Только вот желания говорить с ней у меня нет. После того, как я убил несколько часов на поиски Евы. После того, как я с трудом вспомнил название ресторана, в котором она работала. Как вытряхивал крохи информации из ее подруги, что глядела на меня как на врага народа.
И просто счастье, что ее безголовая подружка вызвала такси со своего телефона и я смог увидеть конечную остановку — свой офис.
В этот момент что-то сжалось внутри меня. Это щемящее чувство, которое совершенно невозможно классифицировать, и в нем сложно признаться самому себе. Я был рад, что Ева поехала сюда в поисках защиты. Одному только богу известно, где в ином случае мне пришлось бы ее искать.
И не нашел ли ее кто-то раньше меня.
И на фоне всех этих нервов, Викин поступок становится просто вишенкой на торте. Она выбесила меня настолько, что я не имею ни малейшего желания обсуждать или рассказывать ей о чем-то.
Не сейчас, точно.
— Мне пока не о чем с тобой говорить, — отрезаю я, — Ева, садись в машину.

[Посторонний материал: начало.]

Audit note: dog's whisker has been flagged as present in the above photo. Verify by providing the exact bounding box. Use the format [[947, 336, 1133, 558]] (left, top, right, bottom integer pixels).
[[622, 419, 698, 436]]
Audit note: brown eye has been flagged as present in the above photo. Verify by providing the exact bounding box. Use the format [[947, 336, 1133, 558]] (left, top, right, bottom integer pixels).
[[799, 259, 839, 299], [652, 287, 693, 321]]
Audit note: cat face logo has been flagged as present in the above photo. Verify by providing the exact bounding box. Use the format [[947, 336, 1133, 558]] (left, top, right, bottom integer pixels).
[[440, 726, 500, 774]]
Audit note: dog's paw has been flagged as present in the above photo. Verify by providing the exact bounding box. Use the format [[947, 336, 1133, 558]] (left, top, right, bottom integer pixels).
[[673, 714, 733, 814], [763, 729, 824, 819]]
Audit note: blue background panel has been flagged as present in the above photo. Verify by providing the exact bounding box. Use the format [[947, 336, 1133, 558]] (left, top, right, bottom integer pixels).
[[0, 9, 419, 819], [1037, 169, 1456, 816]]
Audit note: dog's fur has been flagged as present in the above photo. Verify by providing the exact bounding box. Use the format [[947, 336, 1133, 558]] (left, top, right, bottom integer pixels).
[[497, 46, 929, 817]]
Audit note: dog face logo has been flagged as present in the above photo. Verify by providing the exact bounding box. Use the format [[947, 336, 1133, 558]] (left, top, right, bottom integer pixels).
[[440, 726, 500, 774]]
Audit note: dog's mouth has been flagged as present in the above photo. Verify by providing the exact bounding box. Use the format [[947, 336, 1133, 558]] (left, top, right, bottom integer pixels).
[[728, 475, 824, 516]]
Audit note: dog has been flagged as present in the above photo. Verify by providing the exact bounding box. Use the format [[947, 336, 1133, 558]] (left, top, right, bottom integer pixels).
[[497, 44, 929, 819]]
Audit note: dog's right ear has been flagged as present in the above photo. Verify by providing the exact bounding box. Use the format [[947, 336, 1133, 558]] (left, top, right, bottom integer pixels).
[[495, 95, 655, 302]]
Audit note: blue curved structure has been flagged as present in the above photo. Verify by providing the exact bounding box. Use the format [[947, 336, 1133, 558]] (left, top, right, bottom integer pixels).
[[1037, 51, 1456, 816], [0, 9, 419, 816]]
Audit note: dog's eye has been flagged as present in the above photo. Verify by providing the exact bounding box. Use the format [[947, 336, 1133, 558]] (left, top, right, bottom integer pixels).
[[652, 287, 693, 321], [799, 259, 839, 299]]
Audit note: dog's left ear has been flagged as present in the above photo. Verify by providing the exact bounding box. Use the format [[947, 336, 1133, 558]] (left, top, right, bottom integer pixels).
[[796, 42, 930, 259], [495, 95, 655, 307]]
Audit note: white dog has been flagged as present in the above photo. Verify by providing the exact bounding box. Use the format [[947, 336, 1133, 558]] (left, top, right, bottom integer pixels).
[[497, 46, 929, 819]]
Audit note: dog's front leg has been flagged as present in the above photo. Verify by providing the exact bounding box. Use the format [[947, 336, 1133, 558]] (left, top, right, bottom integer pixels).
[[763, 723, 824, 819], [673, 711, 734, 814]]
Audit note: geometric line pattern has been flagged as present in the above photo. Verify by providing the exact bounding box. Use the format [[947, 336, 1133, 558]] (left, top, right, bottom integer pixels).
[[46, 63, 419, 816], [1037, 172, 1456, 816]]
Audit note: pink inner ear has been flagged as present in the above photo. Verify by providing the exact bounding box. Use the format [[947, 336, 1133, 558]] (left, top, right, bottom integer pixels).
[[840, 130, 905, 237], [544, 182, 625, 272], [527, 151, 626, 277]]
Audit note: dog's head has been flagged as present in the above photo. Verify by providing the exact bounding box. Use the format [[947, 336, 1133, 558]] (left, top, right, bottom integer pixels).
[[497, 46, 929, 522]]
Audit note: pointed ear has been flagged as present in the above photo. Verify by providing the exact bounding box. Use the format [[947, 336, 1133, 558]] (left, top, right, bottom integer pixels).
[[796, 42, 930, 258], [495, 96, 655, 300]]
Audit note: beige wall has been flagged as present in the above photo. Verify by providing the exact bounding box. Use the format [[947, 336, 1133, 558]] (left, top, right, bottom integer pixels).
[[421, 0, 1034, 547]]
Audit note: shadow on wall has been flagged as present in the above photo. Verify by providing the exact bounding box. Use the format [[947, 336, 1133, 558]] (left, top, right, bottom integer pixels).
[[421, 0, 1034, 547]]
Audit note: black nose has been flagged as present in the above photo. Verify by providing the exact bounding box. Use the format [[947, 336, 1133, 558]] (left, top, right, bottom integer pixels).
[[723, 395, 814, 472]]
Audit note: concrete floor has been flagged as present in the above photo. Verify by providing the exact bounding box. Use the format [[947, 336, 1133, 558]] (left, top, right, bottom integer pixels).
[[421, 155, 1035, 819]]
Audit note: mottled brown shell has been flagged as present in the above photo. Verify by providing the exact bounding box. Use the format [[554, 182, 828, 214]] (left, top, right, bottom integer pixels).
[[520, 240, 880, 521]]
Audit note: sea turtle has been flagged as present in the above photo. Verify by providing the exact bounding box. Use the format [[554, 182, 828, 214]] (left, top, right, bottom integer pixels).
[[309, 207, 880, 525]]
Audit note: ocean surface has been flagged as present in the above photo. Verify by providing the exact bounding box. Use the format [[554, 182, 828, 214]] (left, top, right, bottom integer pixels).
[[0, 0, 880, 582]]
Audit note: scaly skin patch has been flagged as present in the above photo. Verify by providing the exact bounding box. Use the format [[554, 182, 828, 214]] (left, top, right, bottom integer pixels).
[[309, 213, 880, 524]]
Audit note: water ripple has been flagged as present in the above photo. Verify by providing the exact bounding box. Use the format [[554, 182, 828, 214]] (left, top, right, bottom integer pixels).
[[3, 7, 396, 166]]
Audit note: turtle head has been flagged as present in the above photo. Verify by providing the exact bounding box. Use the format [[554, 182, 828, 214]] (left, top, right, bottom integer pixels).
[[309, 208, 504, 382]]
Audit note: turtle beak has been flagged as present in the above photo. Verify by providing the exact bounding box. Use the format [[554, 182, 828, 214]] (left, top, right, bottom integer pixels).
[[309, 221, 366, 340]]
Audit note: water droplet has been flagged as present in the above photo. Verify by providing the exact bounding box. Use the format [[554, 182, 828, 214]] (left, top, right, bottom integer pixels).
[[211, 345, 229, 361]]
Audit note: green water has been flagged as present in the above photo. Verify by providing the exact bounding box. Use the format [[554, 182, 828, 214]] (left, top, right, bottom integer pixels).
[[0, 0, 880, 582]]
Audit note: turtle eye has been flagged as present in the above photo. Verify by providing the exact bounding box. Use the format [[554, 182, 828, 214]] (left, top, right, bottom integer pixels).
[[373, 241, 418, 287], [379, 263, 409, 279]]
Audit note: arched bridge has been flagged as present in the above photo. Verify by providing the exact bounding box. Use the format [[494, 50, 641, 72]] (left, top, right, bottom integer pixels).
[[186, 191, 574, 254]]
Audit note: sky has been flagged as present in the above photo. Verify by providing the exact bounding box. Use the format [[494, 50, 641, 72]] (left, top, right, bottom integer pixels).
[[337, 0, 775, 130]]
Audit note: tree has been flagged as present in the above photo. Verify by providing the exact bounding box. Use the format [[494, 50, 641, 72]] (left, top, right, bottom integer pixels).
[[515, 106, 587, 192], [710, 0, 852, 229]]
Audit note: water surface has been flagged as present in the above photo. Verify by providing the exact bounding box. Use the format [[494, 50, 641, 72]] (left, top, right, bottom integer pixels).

Наконец, я выпускаю ее из своих рук. Она отходит на шаг, смотрит мне в лицо заплаканными глазами. На щеках неровные пятна, блестит дорожка от скатившейся слезы.
— Куда ты поехал? — не сдается Вика. Я оборачиваюсь к ней и говорю четко:
— Домой. Ева будет жить у меня.
Я чувствую спиной взгляды-кинжалы Вики.
Их невозможно не замечать, но сейчас они самое меньшее из зол.
— Баринов, — кричит она вслед, — ты вот так просто уедешь?
В голосе надрыв. И я сейчас буду мудаком, если не соберу яйца в кулак и не подойду к ней, чтобы расставить все по своим местам.
— Жди, — бросаю через плечо. А потом беру Еву за руку, иначе с места она не сдвинется. Она вздрагивает и я почти жду, что бросится в сторону, вырвет руку, но Ева благоразумно этого не делает.
Ладошка у нее такая маленькая, что теряется почти в моей, пальцы тонкие и холодные.
А мне вот жарко. От того, что касаюсь ее. И позволяю себе вспомнить ту единственную ночь, которую обещал давно вычеркнуть из памяти. Только я — все еще мастер самообмана, и сделать это мне ни черта не удалось.
Я помню все подробности. Бархат кожи, прикосновение губ, все звуки и движения, они в память впаяны навечно.
Никогда раньше ни одна девушка не оставляла в моей жизни такого следа. Как выяснилось, я наследил в жизни Евы не меньше.
Открываю перед ней переднюю дверь, указываю на пассажирское.
— Садись. Я сейчас подойду.
Джип высокий, Ева неловко держится за ручку, пытаясь забраться. Наверное, с животом это не просто совсем, думаю я, помогая ей забраться. И неудобно не только в тачку запрыгивать. А работать посудомойкой, например, и за теткой чокнутой приглядывать.